Dans son article Lies and Libel - Fake news is just false, but the cure for it might not be so simple, Steven Seindenberg analyse les dangers que représentent les fake news pour le fonctionnement démocratique d’une société. Il présente également des moyens, juridiques ou non, de combattre ce type de publication. Il semble cependant résigné face au fait qu’ils soient peu utilisés ou bien simplement inefficaces. Cette position ne semble pas partagée par le gouvernement français, qui a récemment annoncé une prochaine loi visant à endiguer la prolifération des fake news en période de campagne présidentielle (François BOUGON, Après avoir été la cible de rumeurs pendant la présidentielle, Macron veut une loi contre les « fake news »). Il convient toutefois de s’interroger sur la faisabilité ainsi que sur la désirabilité d’une telle loi, notamment pour ce qui est des potentielles répercussions sur la liberté d’expression.

 

§1. Les fake news, un danger pour le fonctionnement d’une société démocratique

A titre d’exemple, Seindenberg utilise l’anecdote du PizzaGate, comme elle a pu être surnommée aux Etats Unis. Durant la campagne présidentielle américaine, Alex Jones, propriétaire du controversé site conspirationniste Infowars, a publié un article accusant Hillary Clinton et son directeur de campagne, John Podesta, d’être à la tête d’un réseau mondial d’esclavage sexuel d’enfants, dont le quartier général serait dans le sous-sol d’un restaurant. Bien que l’histoire soit complètement fausse, elle a eu de terribles conséquences pour le restaurateur. En effet, en plus d’avoir reçu nombre de menaces de mort, un homme s’est peu après rendu sur les lieux, avec un fusil d’assaut, tirant alors dans la foule. Sans parler des répercussions économiques auxquelles le commerce a dû faire face (Seindenberg, pp. 1-2).
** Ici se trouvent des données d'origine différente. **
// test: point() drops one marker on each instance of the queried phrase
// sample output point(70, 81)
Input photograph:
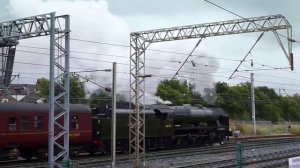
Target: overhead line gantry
point(140, 41)
point(58, 28)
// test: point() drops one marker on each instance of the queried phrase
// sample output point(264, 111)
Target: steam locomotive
point(24, 128)
point(167, 126)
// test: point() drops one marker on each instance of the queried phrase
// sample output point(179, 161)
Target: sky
point(111, 21)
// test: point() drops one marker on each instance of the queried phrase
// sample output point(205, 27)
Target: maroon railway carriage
point(24, 129)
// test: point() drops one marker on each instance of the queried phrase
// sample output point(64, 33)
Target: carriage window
point(12, 124)
point(38, 122)
point(75, 122)
point(25, 124)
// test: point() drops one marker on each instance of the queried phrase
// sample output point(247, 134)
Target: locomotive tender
point(167, 126)
point(24, 128)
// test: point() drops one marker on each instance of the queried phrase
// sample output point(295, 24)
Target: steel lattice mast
point(139, 41)
point(58, 28)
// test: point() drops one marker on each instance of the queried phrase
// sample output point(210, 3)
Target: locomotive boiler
point(167, 126)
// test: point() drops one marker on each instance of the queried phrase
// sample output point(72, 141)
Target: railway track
point(266, 152)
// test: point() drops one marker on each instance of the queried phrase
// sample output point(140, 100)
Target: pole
point(113, 117)
point(253, 104)
point(51, 94)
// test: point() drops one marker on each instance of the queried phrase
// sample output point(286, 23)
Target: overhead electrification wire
point(187, 58)
point(249, 52)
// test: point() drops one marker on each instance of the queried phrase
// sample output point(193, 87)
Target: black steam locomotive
point(165, 126)
point(24, 128)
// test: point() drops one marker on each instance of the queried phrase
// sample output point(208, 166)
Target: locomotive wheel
point(27, 154)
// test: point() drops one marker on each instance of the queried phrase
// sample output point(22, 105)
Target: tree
point(77, 94)
point(101, 97)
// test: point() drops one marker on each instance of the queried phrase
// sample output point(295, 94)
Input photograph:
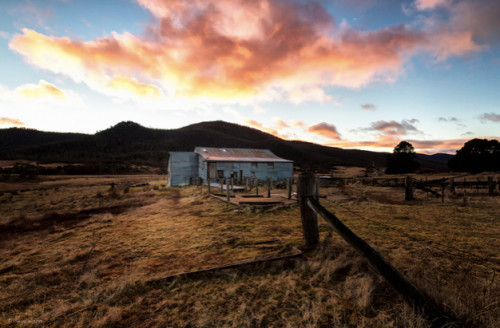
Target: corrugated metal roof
point(238, 155)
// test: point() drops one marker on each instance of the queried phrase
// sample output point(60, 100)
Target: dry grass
point(76, 253)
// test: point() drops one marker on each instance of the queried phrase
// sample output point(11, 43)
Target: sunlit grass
point(75, 252)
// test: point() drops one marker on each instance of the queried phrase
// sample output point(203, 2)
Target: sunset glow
point(336, 74)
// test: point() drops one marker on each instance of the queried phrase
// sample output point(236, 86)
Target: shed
point(214, 163)
point(184, 166)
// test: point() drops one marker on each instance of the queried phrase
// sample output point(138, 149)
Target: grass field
point(76, 253)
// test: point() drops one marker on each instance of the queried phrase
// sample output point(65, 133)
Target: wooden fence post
point(491, 186)
point(408, 189)
point(443, 185)
point(290, 184)
point(307, 188)
point(419, 301)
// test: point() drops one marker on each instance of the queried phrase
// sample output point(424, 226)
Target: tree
point(402, 159)
point(477, 155)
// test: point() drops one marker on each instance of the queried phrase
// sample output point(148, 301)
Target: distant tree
point(402, 159)
point(477, 155)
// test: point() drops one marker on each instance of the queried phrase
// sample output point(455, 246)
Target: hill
point(129, 143)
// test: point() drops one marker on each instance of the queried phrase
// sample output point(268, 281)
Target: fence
point(310, 208)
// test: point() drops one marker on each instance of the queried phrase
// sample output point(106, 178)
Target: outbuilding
point(214, 163)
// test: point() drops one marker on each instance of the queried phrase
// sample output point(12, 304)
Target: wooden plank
point(307, 188)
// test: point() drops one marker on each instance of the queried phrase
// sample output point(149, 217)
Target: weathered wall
point(262, 171)
point(181, 167)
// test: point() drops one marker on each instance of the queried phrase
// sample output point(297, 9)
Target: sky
point(362, 74)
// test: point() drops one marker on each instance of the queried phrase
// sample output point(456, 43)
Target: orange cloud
point(491, 117)
point(123, 84)
point(326, 130)
point(394, 128)
point(237, 49)
point(259, 126)
point(10, 121)
point(368, 106)
point(423, 146)
point(43, 89)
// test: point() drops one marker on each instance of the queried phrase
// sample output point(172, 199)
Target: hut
point(214, 163)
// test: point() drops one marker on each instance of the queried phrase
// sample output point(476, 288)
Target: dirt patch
point(24, 224)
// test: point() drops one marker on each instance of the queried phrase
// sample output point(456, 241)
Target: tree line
point(477, 155)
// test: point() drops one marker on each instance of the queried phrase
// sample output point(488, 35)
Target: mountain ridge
point(130, 142)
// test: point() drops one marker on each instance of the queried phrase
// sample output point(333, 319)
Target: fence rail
point(310, 208)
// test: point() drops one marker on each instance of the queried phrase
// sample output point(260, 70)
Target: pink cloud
point(489, 117)
point(10, 121)
point(394, 128)
point(43, 89)
point(326, 130)
point(431, 4)
point(368, 106)
point(234, 49)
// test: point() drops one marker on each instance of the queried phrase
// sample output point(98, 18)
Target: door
point(212, 170)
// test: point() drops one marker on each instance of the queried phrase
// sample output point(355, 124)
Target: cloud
point(10, 121)
point(131, 85)
point(259, 126)
point(449, 119)
point(326, 130)
point(5, 35)
point(368, 106)
point(422, 146)
point(431, 4)
point(42, 90)
point(489, 117)
point(239, 49)
point(281, 124)
point(394, 128)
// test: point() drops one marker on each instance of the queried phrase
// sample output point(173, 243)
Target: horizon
point(113, 126)
point(350, 74)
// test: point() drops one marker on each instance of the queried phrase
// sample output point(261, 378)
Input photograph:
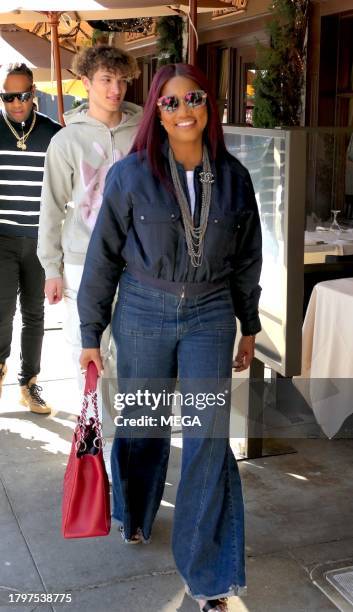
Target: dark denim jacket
point(140, 225)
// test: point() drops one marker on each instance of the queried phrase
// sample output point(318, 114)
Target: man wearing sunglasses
point(24, 139)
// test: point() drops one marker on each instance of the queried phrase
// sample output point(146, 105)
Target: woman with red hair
point(179, 233)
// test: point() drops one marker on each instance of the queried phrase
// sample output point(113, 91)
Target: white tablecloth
point(327, 355)
point(319, 244)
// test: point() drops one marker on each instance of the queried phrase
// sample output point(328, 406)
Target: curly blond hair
point(90, 59)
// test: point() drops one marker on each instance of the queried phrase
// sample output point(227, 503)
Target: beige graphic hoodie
point(77, 162)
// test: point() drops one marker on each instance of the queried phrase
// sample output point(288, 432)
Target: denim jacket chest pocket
point(155, 215)
point(223, 232)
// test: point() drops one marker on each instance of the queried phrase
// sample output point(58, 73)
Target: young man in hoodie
point(96, 135)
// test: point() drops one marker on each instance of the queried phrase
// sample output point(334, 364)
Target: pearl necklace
point(194, 235)
point(21, 140)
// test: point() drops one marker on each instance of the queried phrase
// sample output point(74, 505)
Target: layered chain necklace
point(194, 235)
point(21, 140)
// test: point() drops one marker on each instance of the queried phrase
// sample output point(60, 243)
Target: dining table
point(322, 242)
point(327, 354)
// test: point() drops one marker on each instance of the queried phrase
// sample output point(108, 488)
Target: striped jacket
point(21, 175)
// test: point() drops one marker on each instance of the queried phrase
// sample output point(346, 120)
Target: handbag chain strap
point(82, 424)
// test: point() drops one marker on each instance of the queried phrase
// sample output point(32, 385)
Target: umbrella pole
point(54, 22)
point(192, 36)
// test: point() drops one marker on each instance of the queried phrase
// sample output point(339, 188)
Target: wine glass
point(335, 226)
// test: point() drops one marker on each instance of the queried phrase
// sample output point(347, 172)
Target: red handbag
point(86, 504)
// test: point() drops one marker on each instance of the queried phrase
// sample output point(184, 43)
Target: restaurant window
point(249, 93)
point(223, 85)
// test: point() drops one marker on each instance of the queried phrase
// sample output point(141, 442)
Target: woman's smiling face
point(185, 124)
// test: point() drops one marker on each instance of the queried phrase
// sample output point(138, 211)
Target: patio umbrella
point(70, 87)
point(19, 45)
point(86, 10)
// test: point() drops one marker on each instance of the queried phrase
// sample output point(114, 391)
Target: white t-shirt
point(191, 188)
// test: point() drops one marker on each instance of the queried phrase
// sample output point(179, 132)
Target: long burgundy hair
point(151, 134)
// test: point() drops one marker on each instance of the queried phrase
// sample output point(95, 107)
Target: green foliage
point(279, 81)
point(170, 39)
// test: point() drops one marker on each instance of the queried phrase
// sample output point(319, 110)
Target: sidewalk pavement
point(299, 510)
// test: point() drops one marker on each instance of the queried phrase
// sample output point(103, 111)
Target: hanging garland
point(279, 81)
point(169, 31)
point(140, 25)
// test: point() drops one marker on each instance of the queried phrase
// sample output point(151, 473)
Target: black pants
point(21, 273)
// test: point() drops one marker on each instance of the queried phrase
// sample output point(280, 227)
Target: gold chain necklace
point(21, 140)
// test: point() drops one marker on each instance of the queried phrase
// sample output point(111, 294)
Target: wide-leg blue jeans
point(159, 335)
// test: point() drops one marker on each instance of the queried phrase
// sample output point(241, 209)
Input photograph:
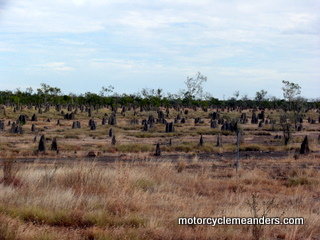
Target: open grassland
point(126, 192)
point(143, 200)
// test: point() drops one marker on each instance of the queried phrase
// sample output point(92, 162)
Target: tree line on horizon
point(192, 96)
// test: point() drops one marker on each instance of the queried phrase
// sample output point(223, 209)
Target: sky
point(239, 45)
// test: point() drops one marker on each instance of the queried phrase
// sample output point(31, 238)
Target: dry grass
point(142, 200)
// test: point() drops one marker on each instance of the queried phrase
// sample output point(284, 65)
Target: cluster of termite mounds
point(258, 117)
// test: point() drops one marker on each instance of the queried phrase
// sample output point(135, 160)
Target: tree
point(292, 112)
point(106, 90)
point(261, 96)
point(194, 86)
point(48, 92)
point(290, 92)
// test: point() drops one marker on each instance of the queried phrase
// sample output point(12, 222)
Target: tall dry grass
point(143, 200)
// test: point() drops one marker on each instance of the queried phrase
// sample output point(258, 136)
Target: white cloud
point(250, 39)
point(56, 66)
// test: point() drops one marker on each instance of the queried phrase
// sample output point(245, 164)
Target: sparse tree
point(194, 86)
point(261, 95)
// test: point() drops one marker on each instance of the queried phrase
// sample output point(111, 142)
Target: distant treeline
point(147, 98)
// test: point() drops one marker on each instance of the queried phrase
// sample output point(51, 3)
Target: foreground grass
point(143, 200)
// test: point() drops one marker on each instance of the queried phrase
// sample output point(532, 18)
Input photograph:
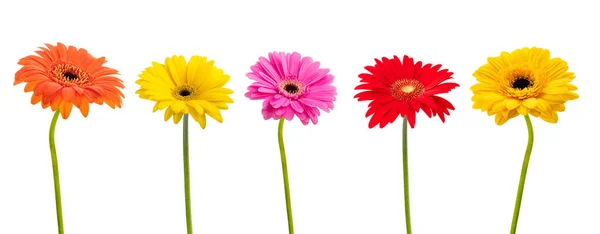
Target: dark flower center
point(67, 73)
point(291, 88)
point(184, 93)
point(522, 83)
point(407, 89)
point(70, 76)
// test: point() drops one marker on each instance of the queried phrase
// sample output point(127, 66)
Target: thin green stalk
point(405, 175)
point(55, 173)
point(286, 183)
point(513, 227)
point(186, 175)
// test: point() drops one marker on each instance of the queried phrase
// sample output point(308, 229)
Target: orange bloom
point(61, 77)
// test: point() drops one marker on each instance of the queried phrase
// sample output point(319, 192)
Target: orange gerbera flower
point(61, 77)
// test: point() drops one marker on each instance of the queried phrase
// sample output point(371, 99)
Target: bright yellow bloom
point(181, 87)
point(525, 81)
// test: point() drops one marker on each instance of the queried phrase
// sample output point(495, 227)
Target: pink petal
point(297, 106)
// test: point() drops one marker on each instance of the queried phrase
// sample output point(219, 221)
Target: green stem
point(186, 175)
point(405, 174)
point(513, 228)
point(286, 183)
point(55, 173)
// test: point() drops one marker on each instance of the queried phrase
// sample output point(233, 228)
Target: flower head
point(402, 88)
point(525, 81)
point(194, 87)
point(291, 85)
point(61, 76)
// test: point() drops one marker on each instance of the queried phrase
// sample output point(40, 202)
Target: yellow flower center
point(291, 88)
point(523, 83)
point(184, 93)
point(407, 89)
point(69, 74)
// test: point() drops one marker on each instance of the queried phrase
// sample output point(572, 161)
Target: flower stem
point(513, 228)
point(55, 173)
point(186, 175)
point(286, 183)
point(405, 174)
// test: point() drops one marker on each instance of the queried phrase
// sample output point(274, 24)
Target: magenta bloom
point(291, 85)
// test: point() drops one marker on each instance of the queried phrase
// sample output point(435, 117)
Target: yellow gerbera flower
point(525, 81)
point(181, 87)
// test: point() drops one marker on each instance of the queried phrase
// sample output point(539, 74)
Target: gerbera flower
point(194, 87)
point(525, 81)
point(291, 85)
point(186, 88)
point(61, 77)
point(402, 88)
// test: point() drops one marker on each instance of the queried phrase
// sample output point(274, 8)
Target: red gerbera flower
point(402, 88)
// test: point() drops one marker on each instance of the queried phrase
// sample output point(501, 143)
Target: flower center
point(66, 73)
point(184, 92)
point(291, 88)
point(522, 83)
point(407, 89)
point(70, 76)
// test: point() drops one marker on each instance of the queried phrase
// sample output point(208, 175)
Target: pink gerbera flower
point(291, 85)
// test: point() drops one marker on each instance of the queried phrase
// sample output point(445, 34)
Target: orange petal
point(35, 99)
point(84, 108)
point(68, 94)
point(62, 52)
point(65, 109)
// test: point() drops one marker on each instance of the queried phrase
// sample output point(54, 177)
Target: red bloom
point(402, 88)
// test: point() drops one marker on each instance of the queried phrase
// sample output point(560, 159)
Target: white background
point(121, 170)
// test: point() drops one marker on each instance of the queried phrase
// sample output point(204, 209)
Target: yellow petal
point(161, 105)
point(543, 106)
point(168, 113)
point(570, 95)
point(199, 117)
point(177, 117)
point(555, 90)
point(211, 110)
point(178, 106)
point(552, 98)
point(550, 117)
point(558, 107)
point(512, 103)
point(571, 87)
point(523, 110)
point(502, 117)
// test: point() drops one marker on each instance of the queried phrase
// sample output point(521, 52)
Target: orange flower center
point(291, 88)
point(407, 89)
point(66, 73)
point(184, 93)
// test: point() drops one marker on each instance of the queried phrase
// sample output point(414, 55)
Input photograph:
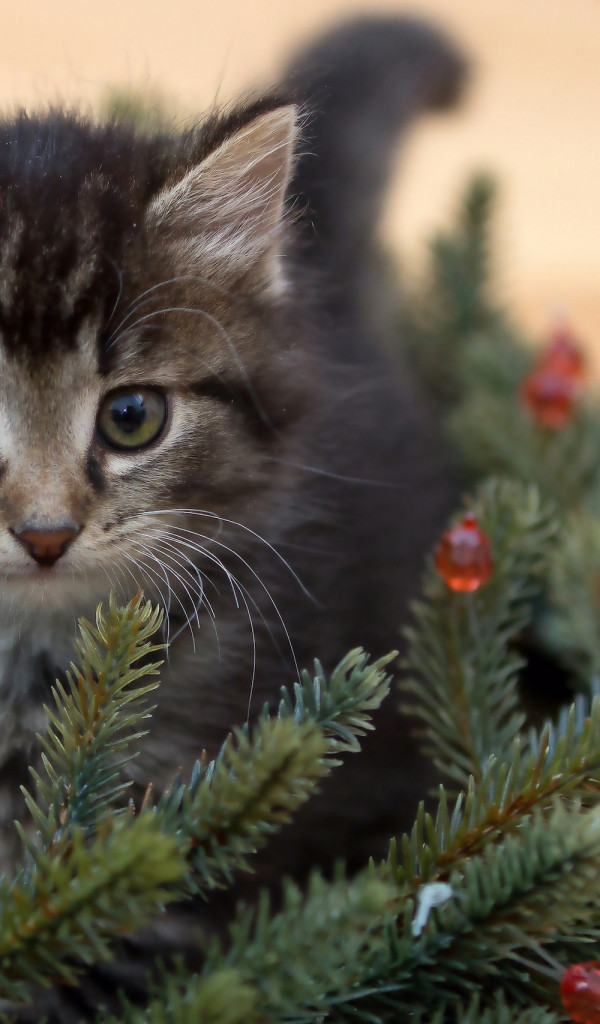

Si cette histoire semble tirée par les cheveux et exceptionnelle, elle est représentative de la confusion qu’engendrent par les fake news quant aux faits à la base des sujets d’actualité. Les conséquences des fake news, rarement aussi extrêmes ou visibles, demeurent bien réelles. Seindenberg relève trois impacts importants dus à la prolifération de ces publications. Tout d’abord, cela mène les lecteurs à croire des histoires plus ou moins sordides, Gentzkow estimant que la moitié des personnes ayant lu ces articles les croient vrais. Cela crée également un phénomène de méfiance vis à vis des sources d’information traditionnelles, amenant beaucoup à douter de leur crédibilité. En effet, un sondage mené par Gallup rapportait qu’en 2016, seulement 32% d’américains avaient vraiment confiance dans les médias. Cela a enfin pour effet d’aggraver les clivages politiques, confortant les individus dans leurs propres opinions. (Seindenberg, pp. 3-4).

L’impact sur la vie politique et démocratique est dramatique quand on sait que près de 20% des utilisateurs des réseaux sociaux ont reconnu avoir changé d’opinions politiques à cause de contenus visionnés sur ces réseaux (sondage du Pew Research Center du 7 novembre 2016 ; Seindenberg p. 3). Un des postulats à la base d’une société démocratique est d’estimer que les individus qui la composent sont les mieux placés pour prendre les décisions qui les concernent. Pour cela, sans pour autant devoir être des experts, ils doivent être en mesure de prendre ces décisions en étant conscient des faits et des enjeux qui entourent la question. L’accès à l’information est donc primordial, d’où le rang constitutionnel conféré aux libertés d’expression et de la presse (article XI de la Déclaration Universelle des Droits de l’Homme et du Citoyen). Le problème est alors de taille quand ces mêmes libertés fondamentales sont utilisées à tort, si bien qu’elles en viennent à menacer la capacité des individus à faire des choix éclairés quant à leur gouvernement.

 

§2. Des solutions peu adaptées face aux défis des fake news

Les solutions existantes contre les abus à la liberté d’expression apparaissent en vérité peu adaptées pour endiguer efficacement le fléau des fake news. La première réponse possible est avant tout juridique. Que ce soit du côté américain ou français, les deux Etats disposent d’un arsenal de lois visant à sanctionner ces publications.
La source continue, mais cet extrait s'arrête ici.